We are seeing "Black Excellence," as espoused by North Side business leaders such as Marcus Owens, Jamil Ford, Houston White, Tara Watson, Tim Baylor and Gabrielle Greer. They are drivers of the Broadway-corridor revival through health, food, housing, retail and arts.

This is progress, but not enough.

"Not compared with the income gap that has not closed by more than 1% in more than 15 years," Tawanna Black, founder of the Center for Economic Inclusion, points out. And not, she added, compared to the loss of wealth over decades "from devaluing Black homes, Black business and Black lives."

Twin Cities employment data from 2011 through 2019 indicate that Black employment is growing much faster in key job categories, including technology, health care and construction. This also is imperative because minorities and immigrants are the growing component of the local labor force.

"The employment data is going in the right direction but the wage data is not," Black said. "Three things must happen. Every employer in the region must commit to wage parity by race today. We've been studying it since the Economic Policy Institute first reported about it. We need employer commitment just as they've made progress related to gender. At senior levels.

"And commit to doing the same thing in procurement. We need growth in Black-owned businesses. Invest by doing business or put cash in them. It's in the best interest of our economy and racial justice.

"Thirdly, every corporation has a lobbying arm. Back up proclamations with public policy that aligns with racial equity."

She points to Ecolab Inc., the St. Paul-based maker of cleaning chemicals, as a model for articulating goals and holding managers accountable.

In recent weeks, the CEOs of three dozen U.S. companies have pledged to hire 1 million Black workers in the next decade. The "OneTen" project is led by Merck CEO Kenneth Frazier and includes American Express, AT&T, IBM, American Express, Bank of America, Delta Air Lines and Target.

The companies will tap into a more diverse community of workers through a special recruiter that will identify job applicants through colleges, nonprofits and other outfits that cultivate Black talent. The jobs range from nurse practitioners to technical workers.

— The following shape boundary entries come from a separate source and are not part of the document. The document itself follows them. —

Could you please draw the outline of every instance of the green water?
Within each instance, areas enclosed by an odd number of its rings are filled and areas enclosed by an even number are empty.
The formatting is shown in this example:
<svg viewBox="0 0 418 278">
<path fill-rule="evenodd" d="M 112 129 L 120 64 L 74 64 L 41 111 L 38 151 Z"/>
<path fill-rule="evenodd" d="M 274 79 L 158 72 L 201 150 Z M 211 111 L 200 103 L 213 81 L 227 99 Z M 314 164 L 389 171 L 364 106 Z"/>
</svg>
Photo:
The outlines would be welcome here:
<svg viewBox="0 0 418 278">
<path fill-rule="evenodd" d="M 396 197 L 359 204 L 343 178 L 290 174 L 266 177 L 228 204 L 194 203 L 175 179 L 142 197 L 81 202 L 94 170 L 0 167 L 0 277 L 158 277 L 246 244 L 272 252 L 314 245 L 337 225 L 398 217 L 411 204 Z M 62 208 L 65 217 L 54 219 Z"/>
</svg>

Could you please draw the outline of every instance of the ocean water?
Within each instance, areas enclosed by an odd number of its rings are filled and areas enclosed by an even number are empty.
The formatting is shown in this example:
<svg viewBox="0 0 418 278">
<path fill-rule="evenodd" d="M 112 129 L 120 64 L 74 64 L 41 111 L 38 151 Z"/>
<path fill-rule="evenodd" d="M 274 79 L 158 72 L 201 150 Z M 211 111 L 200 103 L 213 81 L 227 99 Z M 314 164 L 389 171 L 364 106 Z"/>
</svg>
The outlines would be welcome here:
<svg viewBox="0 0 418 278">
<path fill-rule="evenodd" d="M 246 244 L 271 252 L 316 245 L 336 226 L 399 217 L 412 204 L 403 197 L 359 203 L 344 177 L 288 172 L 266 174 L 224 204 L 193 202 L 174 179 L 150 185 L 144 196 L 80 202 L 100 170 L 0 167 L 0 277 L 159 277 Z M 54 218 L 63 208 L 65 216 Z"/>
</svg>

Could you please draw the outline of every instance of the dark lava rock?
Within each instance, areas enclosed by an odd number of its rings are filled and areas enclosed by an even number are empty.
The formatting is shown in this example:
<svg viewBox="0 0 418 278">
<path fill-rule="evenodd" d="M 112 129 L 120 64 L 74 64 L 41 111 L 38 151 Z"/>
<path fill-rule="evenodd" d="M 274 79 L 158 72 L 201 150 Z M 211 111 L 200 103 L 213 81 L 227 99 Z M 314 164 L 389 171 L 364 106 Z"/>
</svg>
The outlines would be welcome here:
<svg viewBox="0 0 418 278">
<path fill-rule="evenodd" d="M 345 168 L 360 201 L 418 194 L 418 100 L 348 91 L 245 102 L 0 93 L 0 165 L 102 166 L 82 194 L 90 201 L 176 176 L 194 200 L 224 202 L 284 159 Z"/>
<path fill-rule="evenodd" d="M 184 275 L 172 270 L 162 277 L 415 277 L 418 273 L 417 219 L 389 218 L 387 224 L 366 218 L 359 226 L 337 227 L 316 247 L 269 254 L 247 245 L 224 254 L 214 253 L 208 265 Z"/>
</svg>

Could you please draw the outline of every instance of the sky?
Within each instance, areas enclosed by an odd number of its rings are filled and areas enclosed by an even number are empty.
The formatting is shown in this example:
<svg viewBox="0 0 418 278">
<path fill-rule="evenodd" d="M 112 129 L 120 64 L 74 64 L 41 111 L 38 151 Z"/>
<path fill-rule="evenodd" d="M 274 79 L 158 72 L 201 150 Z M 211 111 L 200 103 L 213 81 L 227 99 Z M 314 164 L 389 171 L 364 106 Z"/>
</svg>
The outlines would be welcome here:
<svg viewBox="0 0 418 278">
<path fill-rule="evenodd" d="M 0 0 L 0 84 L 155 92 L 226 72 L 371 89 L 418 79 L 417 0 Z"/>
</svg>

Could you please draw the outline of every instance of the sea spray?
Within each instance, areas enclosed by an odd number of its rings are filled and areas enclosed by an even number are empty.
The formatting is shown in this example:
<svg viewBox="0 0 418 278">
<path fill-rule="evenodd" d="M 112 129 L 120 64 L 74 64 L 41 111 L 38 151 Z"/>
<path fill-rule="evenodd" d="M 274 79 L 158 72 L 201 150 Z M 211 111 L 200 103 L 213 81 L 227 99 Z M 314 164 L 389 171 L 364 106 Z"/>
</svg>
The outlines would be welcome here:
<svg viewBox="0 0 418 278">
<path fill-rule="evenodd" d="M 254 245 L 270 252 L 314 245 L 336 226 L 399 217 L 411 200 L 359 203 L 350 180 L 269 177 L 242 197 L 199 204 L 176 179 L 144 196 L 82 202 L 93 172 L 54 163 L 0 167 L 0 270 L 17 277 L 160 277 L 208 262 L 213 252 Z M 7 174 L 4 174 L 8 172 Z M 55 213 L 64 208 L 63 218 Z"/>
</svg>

Black businesses, mostly small and thinly capitalized, have been absent from financial networks.

Ernst & Young, the accounting and consulting firm, will support 12 small Black- and Latino-owned businesses in the Twin Cities as part of a multicity business accelerator program. The Entrepreneurs Access Network is another initiative in the wake of civil unrest after Floyd's death.

Bankers, meanwhile, have committed to expanded relationships with nonprofit Community Development Financial Institutions, small-business advisers and financiers, such as Neighborhood Development Center and MEDA. They work with minority entrepreneurs to launch and expand on W. Broadway, University Avenue and E. Lake Street.

In San Diego this winter, Gegax is showing the video in schools and other gatherings.

"There's been a lack of full-throated support from the white community," he said. "The Black community needs more white allies. Not to just not be racist. But to be anti-racist. Our motivation with the film is to get allies. Systemic racism is one of the top issues facing our country.

"Were not doing this just to suck up to the Black Lives Matter movement. We're not talking defunding police. We're talking about reform. And reallocation. And not asking police to do what they are not trained to do."